PRINTABLE VERSION   EMAIL TO A FRIEND   RSS FEEDS 19:13 UK, 12th Aug 2010, by Agrimoney.com
Russia spikes hopes of early end to export ban

Russia's farm ministry poured more cold water on hopes that Russia would break its export ban sooner than the end-of-December deadline, implying that the curbs may extend well into 2011.

The farm ministry said that the country's total grain shipments, which topped 20m tonnes last year, would slump to 2.0m-4.5m tonnes in 2010-11.

The figure puts a lower floor on export hopes that those of other analysts, with Strategie Grains on Thursday reducing its estimate for Russian wheat shipments alone to 2.1m tonnes, with the US Department of Agriculture cutting its forecast to 3.0m tonnes.

However, with the ministry noting that Russia may already have shipped as much as 2.8m tonnes so far in the 2010-11 crop year, which began at the start of the month, the forecast implied that the ban on shipments may last until at least June next year.

 'Extreme situation'

The comments, which assumed a grain harvest of 60m-65m tonnes, compared with 97m tonnes last year, appears to extend the line drawn earlier this week by Vladimir Putin, the Russian prime minister.

Mr Putin said that while the country would review its export curbs after the harvest, buyers anticipating the lifting of restrictions on December 31 were "waiting in vain".

However, separately, Dmitry Medvedev, the Russian president, on Thursday told farmers and traders that the ban could be lifted before its December 31 deadline, depending on the harvest result.

"The situation in many regions is extreme," he added, noting that crops had been lost on up to one quarter of the grain area sown – implying a figure of some 11m tonnes.

"Unfortunately, many farmers are on the verge of bankruptcy because of crop losses."

Trade gains

Analysts are scrambling to assess which producers will pick up exports lost by Russia, the world's third-biggest wheat exporting country last year, and by neighbours Kazakhstan and Ukraine, which have also been hit by poor weather

Customs officials in Ukraine, the world's top barley shipper, on Thursday confirmed that they had blocked the export of 28,500 tonnes of wheat, blaming incorrect paperwork.

Strategie Grains said that America was placed to pick-up the lion's share of lost trade, lifting its forecast for US soft wheat exports by nearly 6m tonnes to 33.6m tonnes.

At that level, they would exceed last year's by 9.7m tonnes, and be among the higher levels of the last two decades.

The USDA itself raised its estimate for American all-wheat exports by 5.4m tonnes to 32.7m tonnes, adding that Australia, China and Europe were also placed to pick up trade.

European victory

Indeed, Jordan revealed that it had bought 100,000 tonnes of German wheat, at an average price of $323.75 a tonne including freight.

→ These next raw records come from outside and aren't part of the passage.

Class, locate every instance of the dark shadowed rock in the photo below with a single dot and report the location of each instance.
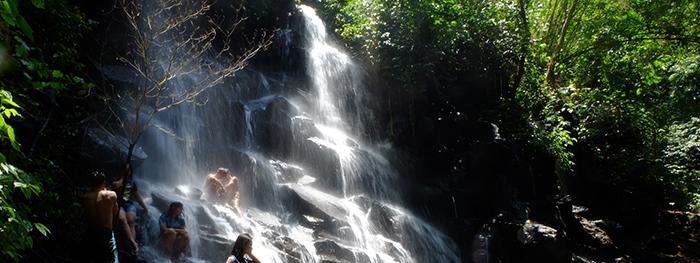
(329, 251)
(111, 149)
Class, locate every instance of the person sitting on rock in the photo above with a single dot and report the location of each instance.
(223, 187)
(130, 203)
(242, 250)
(173, 235)
(100, 207)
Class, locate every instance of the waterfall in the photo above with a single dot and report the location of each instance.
(313, 186)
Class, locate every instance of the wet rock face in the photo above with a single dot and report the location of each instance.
(385, 220)
(293, 252)
(331, 252)
(276, 127)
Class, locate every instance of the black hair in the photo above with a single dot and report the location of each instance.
(97, 179)
(239, 245)
(173, 206)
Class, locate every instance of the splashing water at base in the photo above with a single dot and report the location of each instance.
(311, 188)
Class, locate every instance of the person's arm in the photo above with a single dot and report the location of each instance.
(163, 227)
(255, 259)
(112, 197)
(139, 200)
(213, 186)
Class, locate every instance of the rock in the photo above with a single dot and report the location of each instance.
(287, 173)
(290, 249)
(533, 233)
(275, 127)
(160, 201)
(216, 246)
(384, 219)
(329, 251)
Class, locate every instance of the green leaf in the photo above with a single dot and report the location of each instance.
(57, 74)
(10, 102)
(42, 229)
(38, 3)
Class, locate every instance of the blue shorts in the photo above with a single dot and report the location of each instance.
(132, 207)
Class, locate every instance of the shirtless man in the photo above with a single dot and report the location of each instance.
(100, 208)
(223, 187)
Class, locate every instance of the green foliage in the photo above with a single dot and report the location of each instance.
(39, 63)
(609, 80)
(16, 187)
(682, 159)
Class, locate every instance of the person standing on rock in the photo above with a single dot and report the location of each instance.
(100, 208)
(173, 235)
(130, 203)
(223, 187)
(243, 250)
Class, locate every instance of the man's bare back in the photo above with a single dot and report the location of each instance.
(100, 207)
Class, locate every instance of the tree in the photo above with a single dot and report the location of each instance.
(177, 51)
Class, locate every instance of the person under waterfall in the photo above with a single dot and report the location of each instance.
(223, 187)
(242, 251)
(173, 236)
(130, 203)
(100, 207)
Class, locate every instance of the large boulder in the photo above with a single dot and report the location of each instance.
(331, 252)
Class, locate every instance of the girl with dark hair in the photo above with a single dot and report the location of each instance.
(174, 238)
(242, 248)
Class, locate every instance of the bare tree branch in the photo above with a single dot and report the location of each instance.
(171, 41)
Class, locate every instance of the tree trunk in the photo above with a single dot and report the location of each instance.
(560, 43)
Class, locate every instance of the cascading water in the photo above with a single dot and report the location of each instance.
(312, 189)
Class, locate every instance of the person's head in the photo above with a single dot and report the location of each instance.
(97, 179)
(127, 173)
(242, 246)
(222, 171)
(175, 209)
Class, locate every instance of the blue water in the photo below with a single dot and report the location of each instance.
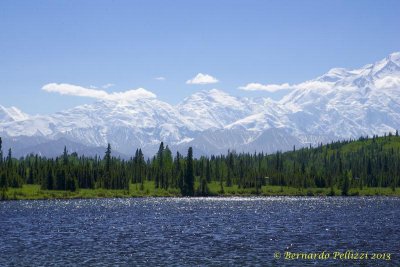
(198, 231)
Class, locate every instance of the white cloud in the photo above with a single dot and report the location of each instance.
(108, 85)
(265, 87)
(285, 86)
(201, 78)
(75, 90)
(388, 82)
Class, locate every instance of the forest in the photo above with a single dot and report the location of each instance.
(368, 162)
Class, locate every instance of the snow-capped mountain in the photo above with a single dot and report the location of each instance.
(337, 105)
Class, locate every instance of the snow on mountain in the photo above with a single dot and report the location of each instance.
(336, 105)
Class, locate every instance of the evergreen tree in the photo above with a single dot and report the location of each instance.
(189, 175)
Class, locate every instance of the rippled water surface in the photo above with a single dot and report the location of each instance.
(199, 231)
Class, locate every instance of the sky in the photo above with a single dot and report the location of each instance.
(55, 55)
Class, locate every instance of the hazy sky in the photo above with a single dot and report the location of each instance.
(162, 45)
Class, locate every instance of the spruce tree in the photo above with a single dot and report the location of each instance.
(189, 175)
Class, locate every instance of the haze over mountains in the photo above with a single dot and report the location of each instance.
(340, 104)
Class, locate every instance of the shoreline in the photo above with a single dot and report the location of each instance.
(33, 192)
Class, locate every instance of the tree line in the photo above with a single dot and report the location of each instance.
(366, 162)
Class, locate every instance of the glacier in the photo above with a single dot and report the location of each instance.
(340, 104)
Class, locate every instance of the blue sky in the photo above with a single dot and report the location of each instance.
(130, 43)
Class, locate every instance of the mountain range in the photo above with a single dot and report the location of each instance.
(340, 104)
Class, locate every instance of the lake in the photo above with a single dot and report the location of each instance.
(201, 231)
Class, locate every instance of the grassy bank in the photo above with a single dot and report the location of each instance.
(30, 192)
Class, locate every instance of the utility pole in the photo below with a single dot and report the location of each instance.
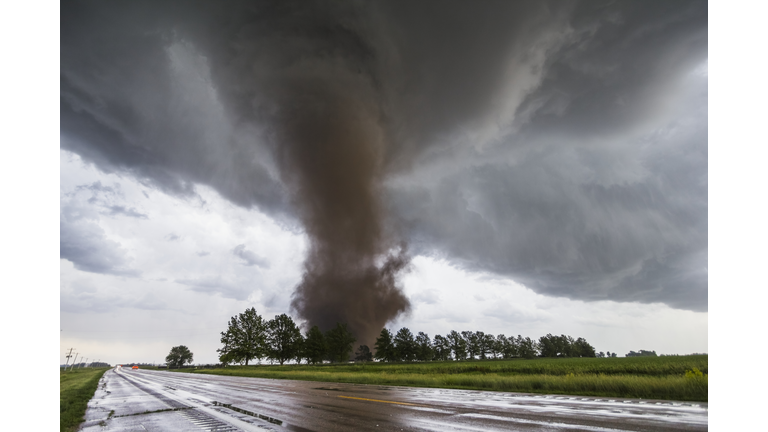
(68, 356)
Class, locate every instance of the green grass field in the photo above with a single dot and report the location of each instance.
(633, 377)
(76, 388)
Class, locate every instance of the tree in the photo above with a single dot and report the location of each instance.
(487, 344)
(283, 337)
(244, 339)
(458, 345)
(178, 356)
(526, 347)
(340, 341)
(385, 349)
(581, 348)
(405, 346)
(473, 346)
(424, 350)
(300, 353)
(507, 346)
(315, 346)
(642, 353)
(441, 348)
(363, 354)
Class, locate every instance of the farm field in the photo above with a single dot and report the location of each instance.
(682, 378)
(76, 388)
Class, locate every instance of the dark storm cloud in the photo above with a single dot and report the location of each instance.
(562, 144)
(249, 257)
(85, 244)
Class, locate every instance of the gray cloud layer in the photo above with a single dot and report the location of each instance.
(561, 144)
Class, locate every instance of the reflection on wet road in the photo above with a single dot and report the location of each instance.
(129, 400)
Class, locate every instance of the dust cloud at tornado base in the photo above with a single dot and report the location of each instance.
(494, 136)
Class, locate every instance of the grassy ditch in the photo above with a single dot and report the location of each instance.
(673, 378)
(76, 388)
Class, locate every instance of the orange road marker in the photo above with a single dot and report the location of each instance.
(376, 400)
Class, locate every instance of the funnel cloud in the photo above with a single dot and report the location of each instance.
(559, 144)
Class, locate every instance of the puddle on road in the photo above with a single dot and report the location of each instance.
(250, 413)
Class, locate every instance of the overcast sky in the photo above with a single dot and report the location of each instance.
(546, 165)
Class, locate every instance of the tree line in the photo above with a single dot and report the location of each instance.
(250, 337)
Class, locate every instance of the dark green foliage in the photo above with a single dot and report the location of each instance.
(315, 346)
(283, 338)
(565, 346)
(441, 348)
(385, 348)
(508, 347)
(642, 353)
(363, 354)
(76, 388)
(178, 356)
(674, 378)
(472, 343)
(458, 345)
(405, 345)
(424, 350)
(526, 347)
(340, 341)
(244, 339)
(583, 349)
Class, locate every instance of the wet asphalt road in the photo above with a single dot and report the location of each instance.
(139, 400)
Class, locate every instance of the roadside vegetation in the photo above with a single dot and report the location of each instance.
(681, 378)
(462, 360)
(76, 388)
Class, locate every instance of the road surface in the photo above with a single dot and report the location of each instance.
(139, 400)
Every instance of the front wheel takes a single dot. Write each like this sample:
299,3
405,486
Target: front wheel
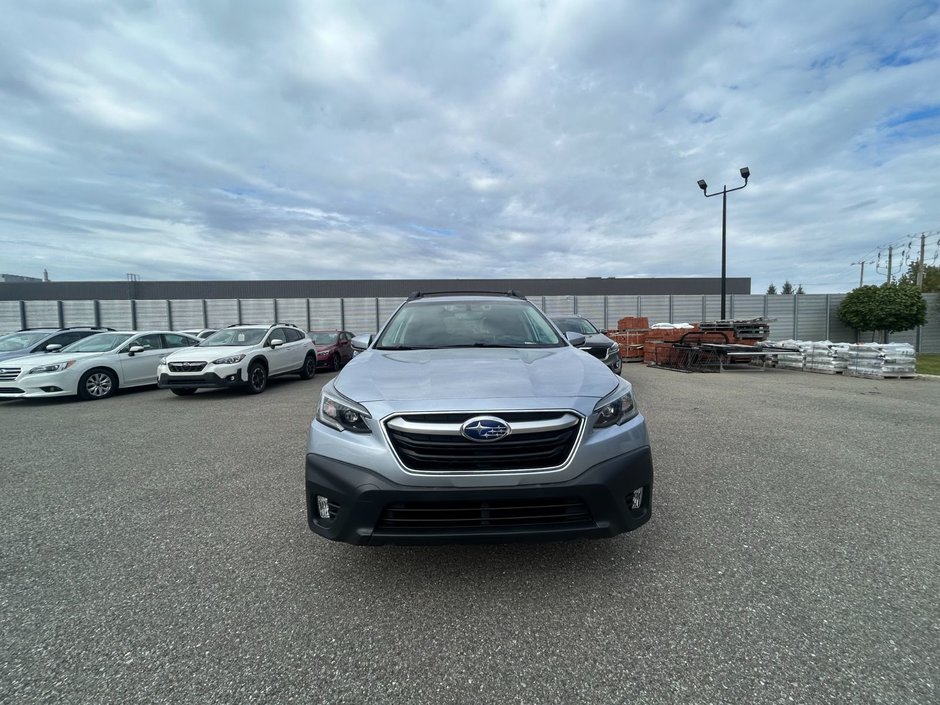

The order came the day after French grain achieved its second grand slam in a week at a tender by Egypt, the world's biggest wheat importer, supplying all 120,000 tonnes purchased, at $285.97 a tonne excluding freight, equivalent to about E222 a tonne.

"This price level... confirms the good performance of cash prices despite low prices on Euronext," Paris-based consultancy Agritel said.

On Euronext Paris, November wheat closed at E213.00 a tonne, after a rise of 3.3% on the day.